Tym razem Fern Michaels sięgnęła po bardzo trudny temat wzbudzający wiele kontrowersji, emocji i refleksji. Jesteśmy świadkami tego, jak łatwo jest zniszczyć ludzkie życie jednym słowem, okrutnym oskarżeniem.
Alex i Kate Rocket to małżeństwo z długoletnim stażem. Są ze sobą bardzo szczęśliwi i kochają się tak gorąco jak na początku swojego związku. On jest hodowcą psów a ona spełnioną gospodynią domową z ogromnym talentem kulinarnym i pasją tworząca ceramiczne rękodzieła. Do pełnej harmonii brakuje im jedynie dziecka. Niestety, mimo wielu prób pozostawało tylko rozczarowanie. Dlatego tak bardzo pokochali i zżyli się z Sarą i Emily- córkami Dana, długoletniego przyjaciela Alexa i jego żony Debbie. Dziewczynki spędzały u "wujostwa" dwa tygodnie wiosennych ferii, a w tym czasie ich rodzice wypływali w różne rejsy wycieczkowe. Tym razem wizyta nie przebiega bezproblemowo a dziwne zachowanie dwunastoletniej Sary wzbudza zainteresowanie i podejrzliwość Kate. Nie chce jednak wchodzić w kompetencje rodziców i pozostawia zauważone sytuacje tylko dla siebie. I to był ogromny błąd.

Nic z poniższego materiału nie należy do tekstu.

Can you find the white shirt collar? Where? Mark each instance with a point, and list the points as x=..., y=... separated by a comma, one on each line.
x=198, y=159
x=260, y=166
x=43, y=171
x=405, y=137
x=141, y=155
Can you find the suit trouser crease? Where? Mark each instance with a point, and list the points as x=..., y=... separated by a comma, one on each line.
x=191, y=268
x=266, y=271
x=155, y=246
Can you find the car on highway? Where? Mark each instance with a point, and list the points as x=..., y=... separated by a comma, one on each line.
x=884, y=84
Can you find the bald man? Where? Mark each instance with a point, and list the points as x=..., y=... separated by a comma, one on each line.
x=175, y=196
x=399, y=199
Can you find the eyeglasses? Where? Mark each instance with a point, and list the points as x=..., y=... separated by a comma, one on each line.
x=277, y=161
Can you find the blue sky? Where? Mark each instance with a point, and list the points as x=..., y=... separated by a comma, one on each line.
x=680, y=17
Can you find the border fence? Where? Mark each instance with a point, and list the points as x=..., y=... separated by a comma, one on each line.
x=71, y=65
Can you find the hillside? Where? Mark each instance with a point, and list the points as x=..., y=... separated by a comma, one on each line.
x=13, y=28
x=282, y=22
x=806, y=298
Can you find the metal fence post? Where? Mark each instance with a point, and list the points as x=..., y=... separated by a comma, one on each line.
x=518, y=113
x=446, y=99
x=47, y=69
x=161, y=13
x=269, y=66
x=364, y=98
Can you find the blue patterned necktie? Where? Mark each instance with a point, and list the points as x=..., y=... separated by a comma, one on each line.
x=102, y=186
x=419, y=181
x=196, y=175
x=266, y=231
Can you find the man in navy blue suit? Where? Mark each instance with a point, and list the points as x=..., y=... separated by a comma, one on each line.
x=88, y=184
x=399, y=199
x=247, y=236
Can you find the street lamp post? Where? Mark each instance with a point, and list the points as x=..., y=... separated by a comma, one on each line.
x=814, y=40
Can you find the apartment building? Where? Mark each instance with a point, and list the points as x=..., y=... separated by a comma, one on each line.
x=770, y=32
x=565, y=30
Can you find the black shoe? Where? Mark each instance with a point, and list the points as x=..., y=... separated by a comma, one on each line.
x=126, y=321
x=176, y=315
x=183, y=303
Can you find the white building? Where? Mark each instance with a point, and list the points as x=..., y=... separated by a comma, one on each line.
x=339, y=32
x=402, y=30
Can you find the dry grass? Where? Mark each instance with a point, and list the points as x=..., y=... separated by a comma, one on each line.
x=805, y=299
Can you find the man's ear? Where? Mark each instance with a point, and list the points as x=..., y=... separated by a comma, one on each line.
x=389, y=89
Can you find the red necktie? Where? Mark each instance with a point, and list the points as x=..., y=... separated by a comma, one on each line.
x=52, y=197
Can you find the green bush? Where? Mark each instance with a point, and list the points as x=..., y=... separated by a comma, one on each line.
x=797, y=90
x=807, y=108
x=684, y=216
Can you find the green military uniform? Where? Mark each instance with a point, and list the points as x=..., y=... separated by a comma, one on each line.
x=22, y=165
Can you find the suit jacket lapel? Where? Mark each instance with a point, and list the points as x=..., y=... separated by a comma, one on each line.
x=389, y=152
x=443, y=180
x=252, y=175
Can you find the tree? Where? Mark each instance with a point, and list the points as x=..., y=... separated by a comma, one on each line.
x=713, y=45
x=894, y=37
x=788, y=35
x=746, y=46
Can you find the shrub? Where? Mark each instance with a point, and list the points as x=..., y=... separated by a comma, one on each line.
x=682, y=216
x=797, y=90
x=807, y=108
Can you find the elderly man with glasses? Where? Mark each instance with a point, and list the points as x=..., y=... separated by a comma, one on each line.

Sara oskarża Alexa o zły dotyk o molestowanie seksualne. W jednej chwili życie Rocketów rozsypuje się jak domek z kart. Tylko Kate wierzy w niewinność swojego męża i postanawia to udowodnić. Czy jej się uda? Czy przywróci swojej rodzinie dobre imię?
Postacie w tej książce są przedstawione na podstawie kontrastu. Alex, Kate, Emily to pozytywni bohaterowie, z zasadami moralnymi są za pan brat. Kochają zwierzęta, szanują cudzą własność, prywatną przestrzeń. Starają się być prawi, zawsze służą pomocą, nie wywyższają się. Z kolei Don, Debbie i Sara to postacie negatywne. Zapatrzone w siebie, dbają jedynie o własne wygody i korzyści. Zmagają się z wewnętrznymi demonami, które nie tylko czynią ich nieprzyjaznymi, niedostępnymi, niesympatycznymi ale powoli z dnia na dzień niszczą ich życie prywatne i zawodowe.
Z reguły nie lubię takiego czarno- białego przedstawienia bohaterów. W tym przypadku jest inaczej. Mam wrażenie, że autorka chciała skupić się na temacie i w ten sposób jeszcze bardziej go wyeksponować, podkreślić wagę dramatu.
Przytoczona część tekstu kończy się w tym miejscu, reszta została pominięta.